The shoemaker's children —

When you go to a security conference, and its mobile app leaks your data

RSA Conference attendee contact data extracted using hard-coded API data.

Screenshots of the RSA Conference application from the Google Play Store
Enlarge / Screenshots of the RSA Conference application from the Google Play Store. The app's Web interface leaked attendee data when supplied with a token obtained by registering the app.
Google Play Store

A mobile application built by a third party for the RSA security conference in San Francisco this week was found to have a few security issues of its own—including hard-coded security keys and passwords that allowed a researcher to extract the conference's attendee list. The conference organizers acknowledged the vulnerability on Twitter, but they say that only the first and last names of 114 attendees were exposed.

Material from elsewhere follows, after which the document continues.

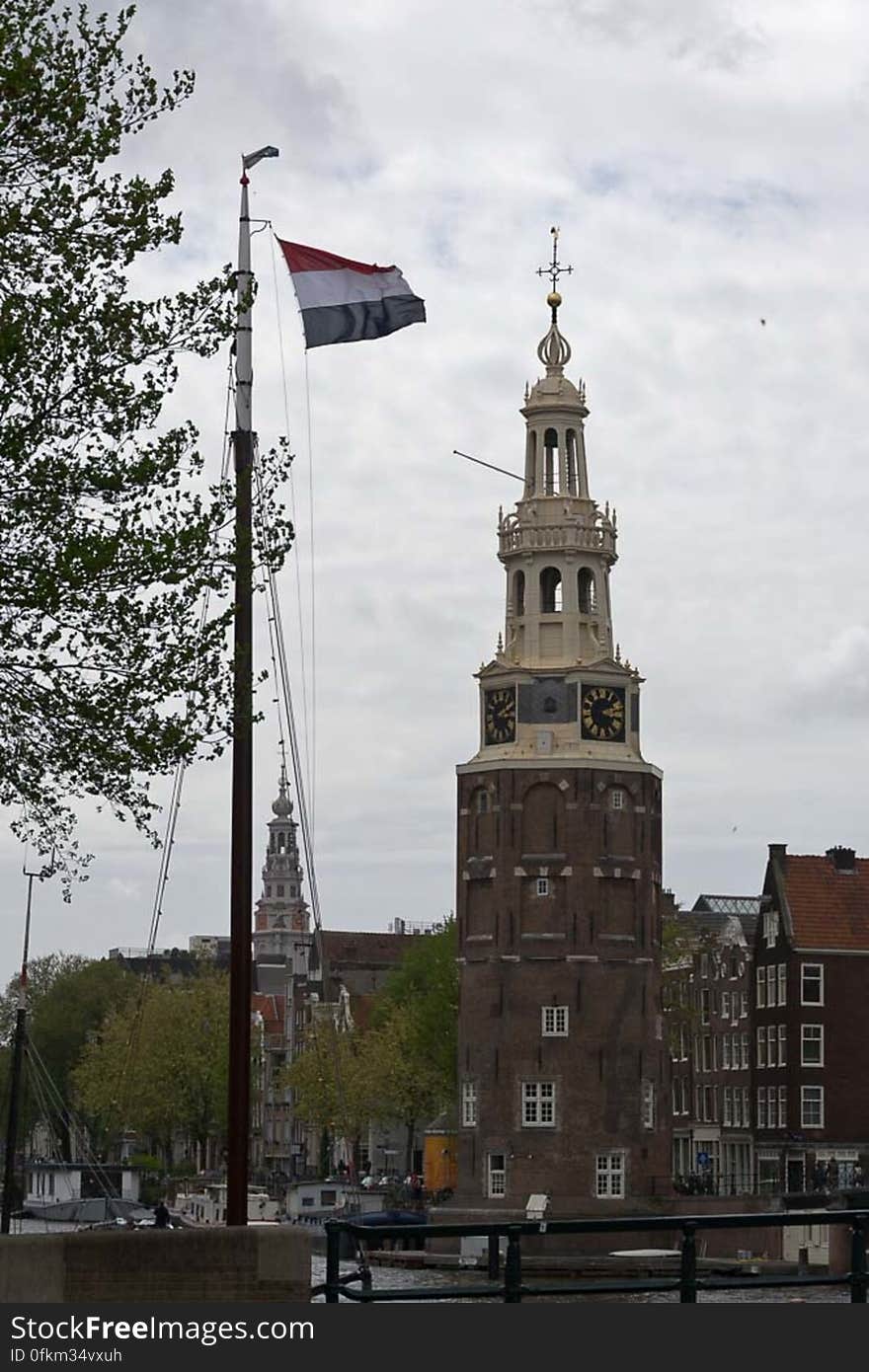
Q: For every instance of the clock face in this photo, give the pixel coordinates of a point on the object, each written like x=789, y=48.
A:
x=602, y=714
x=500, y=717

The vulnerability was discovered (at least publicly) by a security engineer who tweeted discoveries during an examination of the RSA conference mobile app, which was developed by Eventbase Technology. Within four hours of the disclosure, Eventbase had fixed the data leak—an API call that allowed anyone to download data with attendee information.

Accessing the attendee list required registering an account for the application, logging in, and then grabbing a token from an XML file stored by the application. Since registration for the application only required an email address, anyone who could dump the files from their Android device could obtain the token and then insert it into a Web-based application interface call to download attendee names. While the SQLite database downloaded was encrypted, another API call provided that key.

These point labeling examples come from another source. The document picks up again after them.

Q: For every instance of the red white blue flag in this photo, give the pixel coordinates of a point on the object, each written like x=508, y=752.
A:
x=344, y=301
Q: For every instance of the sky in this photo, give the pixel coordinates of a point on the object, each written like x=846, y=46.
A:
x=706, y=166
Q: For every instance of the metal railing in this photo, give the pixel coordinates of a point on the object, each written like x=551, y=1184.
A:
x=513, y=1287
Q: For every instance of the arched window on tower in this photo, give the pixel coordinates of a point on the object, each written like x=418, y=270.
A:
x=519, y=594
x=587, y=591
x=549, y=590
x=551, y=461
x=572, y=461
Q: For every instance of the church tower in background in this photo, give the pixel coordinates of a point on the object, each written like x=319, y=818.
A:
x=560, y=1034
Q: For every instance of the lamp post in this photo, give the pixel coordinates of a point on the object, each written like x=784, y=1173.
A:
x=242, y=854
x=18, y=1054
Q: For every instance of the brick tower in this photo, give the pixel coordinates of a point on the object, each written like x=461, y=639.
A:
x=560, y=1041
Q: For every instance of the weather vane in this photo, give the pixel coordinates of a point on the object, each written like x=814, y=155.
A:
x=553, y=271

Another SQLite database that can still be pulled down via the application's APIs is not encrypted, and it contains more personal information, including names, addresses, phone numbers, company names, and social media account links. Ars looked at that database, and it appears to contain only vendor and speaker data, so it's likely intentionally insecure because it's less sensitive.

This is the second time an RSA mobile application has leaked attendee data. In 2014, an application built by another developer, QuickMobile, was found by Gunter Ollmann (who was at that time at IOactive) to have a SQLite database containing personal information on registered attendees.